Pack all the attendance requirements into a sample system that runs for at least one person. From there, you could spend time building login management, change-request approval flow, database management, and other production-grade elements yourself.

But at this point, handing the work off to a SIer (system integrator) is a viable option.

You have everything the business wants captured, a working sample, and the GAS code. This amounts to having completed requirements definition, part of the basic design, functional design, and detailed design.

If you simply ask the SIer to turn this into a system that all employees can use, the cost should be significantly lower than traditional outsourcing.

Further, if a proper SIer delivers a production-quality system along with specifications and system-design documents as deliverables, the only remaining changes are scale adjustments (employee-count changes) and rare-case incorporation. By feeding the specifications and system design back into AI as the current environment, you may be able to handle those changes yourself.

Build the logic yourself, let specialists raise it to production quality, and own the deliverables.

The current AI isn't a magical do-anything tool — it's an extension of your own thinking. Recognize that your own limit is AI's limit. When a problem doesn't yield in 30 minutes, list it as an open issue. Then have others solve it. Or have them review and suggest a path forward.

The usual system development, with AI in the middle reducing the issue count. This is what I see future system development trending toward.

Chapter 6: Conclusion

Saving ¥720,000 annually isn't the primary outcome here.

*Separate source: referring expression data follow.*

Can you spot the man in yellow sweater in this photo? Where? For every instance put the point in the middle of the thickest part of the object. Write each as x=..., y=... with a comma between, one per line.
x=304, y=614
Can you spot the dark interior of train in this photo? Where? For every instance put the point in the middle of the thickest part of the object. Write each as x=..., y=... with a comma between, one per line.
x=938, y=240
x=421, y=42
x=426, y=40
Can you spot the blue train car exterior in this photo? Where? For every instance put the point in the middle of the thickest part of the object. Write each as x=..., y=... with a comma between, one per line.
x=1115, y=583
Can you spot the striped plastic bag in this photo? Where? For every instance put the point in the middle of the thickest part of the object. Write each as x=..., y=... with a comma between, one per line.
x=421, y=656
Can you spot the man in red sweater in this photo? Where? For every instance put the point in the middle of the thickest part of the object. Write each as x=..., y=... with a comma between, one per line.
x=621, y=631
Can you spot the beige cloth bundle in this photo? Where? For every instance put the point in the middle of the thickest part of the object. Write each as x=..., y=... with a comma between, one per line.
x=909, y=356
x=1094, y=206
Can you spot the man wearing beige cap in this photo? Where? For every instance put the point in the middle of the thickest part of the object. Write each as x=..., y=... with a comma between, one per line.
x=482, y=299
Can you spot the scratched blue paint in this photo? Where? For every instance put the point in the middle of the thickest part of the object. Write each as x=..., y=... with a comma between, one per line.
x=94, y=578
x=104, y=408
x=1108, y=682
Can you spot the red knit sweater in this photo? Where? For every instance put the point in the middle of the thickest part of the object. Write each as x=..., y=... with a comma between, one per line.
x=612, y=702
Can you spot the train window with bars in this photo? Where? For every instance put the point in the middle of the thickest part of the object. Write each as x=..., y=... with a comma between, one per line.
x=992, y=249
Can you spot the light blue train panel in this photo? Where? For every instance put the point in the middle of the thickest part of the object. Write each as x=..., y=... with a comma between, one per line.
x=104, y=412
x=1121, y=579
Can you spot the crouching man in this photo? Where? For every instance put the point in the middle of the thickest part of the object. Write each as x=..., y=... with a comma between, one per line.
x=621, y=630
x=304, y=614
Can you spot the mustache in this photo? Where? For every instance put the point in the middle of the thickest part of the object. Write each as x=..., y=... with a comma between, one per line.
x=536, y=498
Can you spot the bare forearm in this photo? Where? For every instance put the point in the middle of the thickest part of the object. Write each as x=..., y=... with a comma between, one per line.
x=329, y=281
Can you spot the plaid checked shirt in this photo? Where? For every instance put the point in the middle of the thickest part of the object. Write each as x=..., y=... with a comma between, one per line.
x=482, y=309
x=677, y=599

The primary outcome is the ability to rewrite the system the moment business requirements shift. Instead of waiting for the SaaS vendor to add features, the system follows on the day you write the requirements. This agility isn't fully captured by cost calculations.

In the AI coding era, the market value of "being able to write code" is in relative decline. What rises is the ability to define what should be built, instruct the AI correctly, and verify the output.

It's less a new profession than the arrival of an era in which people who already hold business knowledge can — by having AI as an implementation layer — restructure their own business domain as a system.

The ability to operate as an AI Director — defining requirements, having AI build, and integrating into operations — fits as one of the basic survival strategies in today's business environment.

Bonus: Where Programmer Knowledge Stays Valuable

This article leans toward the AI Director perspective. Let me also organize patterns where programmer knowledge stays valuable.

Specialization in Areas Where AI Falls Short

Real-time control, embedded systems, security, formal verification, mission-critical domains. Running AI-written code without verification isn't socially acceptable in these areas. Fields requiring depth of specialist knowledge and robustness remain programmer territory.

This isn't a domain an AI Director can cross into. It's a direction in which programmers become purely stronger.

Monetizing Specialist Knowledge

Separately, I had AI draft a contract and asked a lawyer for the final review. With 2-3 comments, it was done for ¥5,000.

This is one illustration of how specialists sit in the AI era. Even when AI does the drafting, specialist review retains its value — legal responsibility, hallucination mitigation, expert judgment.

The same structure applies to programmers. The sample that an AI Director builds needs SIer/programmer review at the stage of lifting it to production quality. The role shifts from "time spent writing code from scratch" to "time spent evaluating code and raising it to production quality."

In an era where production has become easy, you don't have to stay on the production side. You can move to the side that raises quality, or builds the systems. A gold-rush analogy fits: rather than swinging a pickaxe to dig for gold, you can be the one selling pickaxes, or refining the gold.

AI now covers the areas that have historically consumed programmers' time. The opened-up time can be redirected toward deepening knowledge of methodology and algorithms. Let AI handle production. Move to the side that critiques as a specialist. This may be the model pattern for programmers and, by extension, all specialists.